Datasets: How do I train my keras model using Tf Datasets

Created on 1 Jul 2019 · 8Comments · Source: tensorflow/datasets

What I need help with / What I was wondering
Im looking for a clear example to split the labels and examples into x_train and y_train/ x_test and y_test for the cifar100 dataset.

The keras model doesn't take in the tf datasets object into it's fit function.
What I've tried so far

import tensorflow as tf
import tensorflow_datasets as tfds

# tfds works in both Eager and Graph modes
tf.enable_eager_execution()

# See available datasets
print(tfds.list_builders())

# Construct a tf.data.Dataset
dataset = tfds.load(name="cifar100", split=tfds.Split.TRAIN)

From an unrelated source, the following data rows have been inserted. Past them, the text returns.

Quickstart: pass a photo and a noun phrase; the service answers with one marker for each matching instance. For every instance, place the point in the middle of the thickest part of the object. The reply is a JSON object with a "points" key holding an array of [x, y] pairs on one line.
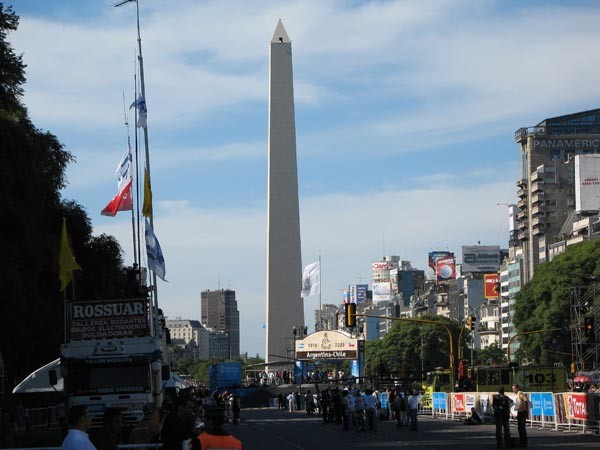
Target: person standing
{"points": [[109, 437], [77, 437], [215, 437], [178, 425], [522, 407], [501, 406], [147, 431], [413, 409]]}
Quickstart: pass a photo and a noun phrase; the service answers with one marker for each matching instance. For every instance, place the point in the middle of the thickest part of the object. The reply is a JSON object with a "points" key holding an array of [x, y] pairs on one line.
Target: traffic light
{"points": [[588, 328], [470, 323], [350, 314]]}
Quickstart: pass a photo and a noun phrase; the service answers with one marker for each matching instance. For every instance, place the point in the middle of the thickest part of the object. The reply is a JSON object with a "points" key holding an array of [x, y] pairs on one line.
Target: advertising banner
{"points": [[491, 285], [458, 403], [481, 258], [435, 255], [327, 345], [576, 406], [361, 293], [445, 268], [587, 182], [381, 292], [109, 319], [439, 401]]}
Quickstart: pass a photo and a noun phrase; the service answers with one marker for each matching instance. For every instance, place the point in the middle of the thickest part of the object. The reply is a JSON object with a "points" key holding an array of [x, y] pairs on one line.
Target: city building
{"points": [[218, 345], [546, 189], [191, 335], [220, 312]]}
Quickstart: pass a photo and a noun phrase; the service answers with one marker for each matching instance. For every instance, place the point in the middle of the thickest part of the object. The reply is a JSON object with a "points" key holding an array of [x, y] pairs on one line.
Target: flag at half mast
{"points": [[123, 201], [311, 280], [66, 260]]}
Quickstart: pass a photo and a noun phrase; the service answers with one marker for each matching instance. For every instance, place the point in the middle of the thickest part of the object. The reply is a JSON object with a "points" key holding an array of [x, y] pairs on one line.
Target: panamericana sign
{"points": [[327, 345]]}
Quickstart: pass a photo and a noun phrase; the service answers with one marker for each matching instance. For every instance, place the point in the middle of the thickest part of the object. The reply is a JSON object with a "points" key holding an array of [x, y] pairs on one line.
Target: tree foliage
{"points": [[544, 303], [32, 168], [410, 346]]}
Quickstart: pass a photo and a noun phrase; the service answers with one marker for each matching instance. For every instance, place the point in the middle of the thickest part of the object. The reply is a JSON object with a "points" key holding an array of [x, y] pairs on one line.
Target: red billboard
{"points": [[445, 268], [491, 285]]}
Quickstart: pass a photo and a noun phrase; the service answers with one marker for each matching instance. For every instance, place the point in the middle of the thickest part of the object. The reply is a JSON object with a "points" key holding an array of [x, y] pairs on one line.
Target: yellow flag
{"points": [[147, 206], [66, 260]]}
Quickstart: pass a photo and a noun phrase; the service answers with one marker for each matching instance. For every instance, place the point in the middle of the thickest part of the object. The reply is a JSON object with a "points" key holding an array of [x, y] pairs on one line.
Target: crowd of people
{"points": [[357, 410], [194, 416]]}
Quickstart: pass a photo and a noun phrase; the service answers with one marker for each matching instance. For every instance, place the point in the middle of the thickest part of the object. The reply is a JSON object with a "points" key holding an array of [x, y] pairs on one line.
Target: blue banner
{"points": [[536, 403], [547, 404], [225, 375], [439, 401], [383, 400]]}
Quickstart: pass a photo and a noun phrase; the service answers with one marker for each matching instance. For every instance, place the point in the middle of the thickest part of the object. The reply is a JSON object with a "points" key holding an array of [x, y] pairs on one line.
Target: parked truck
{"points": [[115, 356]]}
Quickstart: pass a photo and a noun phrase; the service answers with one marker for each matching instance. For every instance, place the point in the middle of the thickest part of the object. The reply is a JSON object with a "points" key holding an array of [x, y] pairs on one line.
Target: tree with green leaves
{"points": [[32, 168], [410, 346], [544, 303]]}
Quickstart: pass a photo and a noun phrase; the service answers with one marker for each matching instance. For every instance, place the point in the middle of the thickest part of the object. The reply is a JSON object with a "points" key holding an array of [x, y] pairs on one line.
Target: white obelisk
{"points": [[285, 307]]}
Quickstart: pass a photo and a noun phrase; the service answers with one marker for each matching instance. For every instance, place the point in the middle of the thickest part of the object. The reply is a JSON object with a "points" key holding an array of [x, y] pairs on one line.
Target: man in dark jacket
{"points": [[501, 406]]}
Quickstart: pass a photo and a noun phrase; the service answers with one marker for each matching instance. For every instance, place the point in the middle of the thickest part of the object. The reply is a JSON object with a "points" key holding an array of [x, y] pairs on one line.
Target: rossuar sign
{"points": [[109, 319]]}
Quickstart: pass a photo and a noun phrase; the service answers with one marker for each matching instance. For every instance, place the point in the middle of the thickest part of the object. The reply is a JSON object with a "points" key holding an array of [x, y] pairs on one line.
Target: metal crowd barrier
{"points": [[571, 411]]}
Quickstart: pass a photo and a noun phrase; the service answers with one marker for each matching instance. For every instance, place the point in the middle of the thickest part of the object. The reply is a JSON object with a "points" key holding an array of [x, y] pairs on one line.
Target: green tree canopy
{"points": [[32, 168], [544, 303], [410, 346]]}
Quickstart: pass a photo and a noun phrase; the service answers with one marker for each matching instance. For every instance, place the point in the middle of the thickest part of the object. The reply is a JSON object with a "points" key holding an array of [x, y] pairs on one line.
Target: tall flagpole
{"points": [[135, 252], [153, 317], [320, 289], [147, 154]]}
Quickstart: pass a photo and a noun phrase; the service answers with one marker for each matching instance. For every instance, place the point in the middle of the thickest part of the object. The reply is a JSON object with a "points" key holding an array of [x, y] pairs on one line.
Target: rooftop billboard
{"points": [[587, 183]]}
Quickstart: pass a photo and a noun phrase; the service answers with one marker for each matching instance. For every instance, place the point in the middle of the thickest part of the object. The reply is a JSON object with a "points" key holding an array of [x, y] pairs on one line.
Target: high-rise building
{"points": [[188, 332], [219, 312], [546, 189]]}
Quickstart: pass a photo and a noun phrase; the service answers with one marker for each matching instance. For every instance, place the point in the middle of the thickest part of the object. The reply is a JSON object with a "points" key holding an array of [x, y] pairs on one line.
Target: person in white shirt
{"points": [[77, 437], [413, 405]]}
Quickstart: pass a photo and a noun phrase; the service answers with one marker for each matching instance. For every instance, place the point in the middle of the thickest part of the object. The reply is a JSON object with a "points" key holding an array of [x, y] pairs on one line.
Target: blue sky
{"points": [[405, 121]]}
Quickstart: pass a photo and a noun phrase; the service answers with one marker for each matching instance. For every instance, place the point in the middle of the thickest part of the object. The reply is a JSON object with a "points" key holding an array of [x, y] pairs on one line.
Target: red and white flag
{"points": [[123, 201]]}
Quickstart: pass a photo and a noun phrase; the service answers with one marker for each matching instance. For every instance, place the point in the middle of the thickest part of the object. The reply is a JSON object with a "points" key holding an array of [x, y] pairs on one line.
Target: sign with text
{"points": [[491, 286], [109, 319], [439, 401], [327, 345], [576, 406]]}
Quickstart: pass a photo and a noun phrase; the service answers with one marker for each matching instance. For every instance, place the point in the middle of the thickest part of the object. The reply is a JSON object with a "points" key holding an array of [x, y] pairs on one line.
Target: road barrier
{"points": [[572, 411]]}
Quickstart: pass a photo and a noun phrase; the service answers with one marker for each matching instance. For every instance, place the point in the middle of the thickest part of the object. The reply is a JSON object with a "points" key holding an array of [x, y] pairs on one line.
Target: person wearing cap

# Build your input pipeline
dataset = dataset.shuffle(1024).batch(32).prefetch(tf.data.experimental.AUTOTUNE)
for features in dataset.take(1):
  image, label = features["image"], features["label"]
  print(type(image))
  print(type(label))

input_shape = (32,32, 3)
num_classes = 10
batch_size = 32
epochs = 10

l = tf.keras.layers

model = tf.keras.Sequential([
    l.Conv2D(
        32, 5, padding='same', activation='relu', input_shape=input_shape),
    l.MaxPooling2D((2, 2), (2, 2), padding='same'),
    l.BatchNormalization(),
    l.Conv2D(64, 5, padding='same', activation='relu'),
    l.MaxPooling2D((2, 2), (2, 2), padding='same'),
    l.Flatten(),
    l.Dense(1024, activation='relu'),
    l.Dropout(0.4),
    l.Dense(num_classes, activation='softmax')
])

model.summary()

callbacks = [tf.keras.callbacks.TensorBoard(log_dir=logdir, profile_batch=0)]

model.compile(
    loss=tf.keras.losses.categorical_crossentropy,
    optimizer='adam',
    metrics=['accuracy'])

model.fit(x_train, y_train,
          batch_size=batch_size,
          epochs=epochs,
          verbose=1,
          callbacks=callbacks,
          validation_data=(x_test, y_test))
score = model.evaluate(train_dt, val_dt, verbose=0)
print('Test loss:', score[0])
print('Test accuracy:', score[1])

It would be nice if...
I could get some way to convert the train_dt tensorflow dataset into something that is vaible to input in as x_train and y_train.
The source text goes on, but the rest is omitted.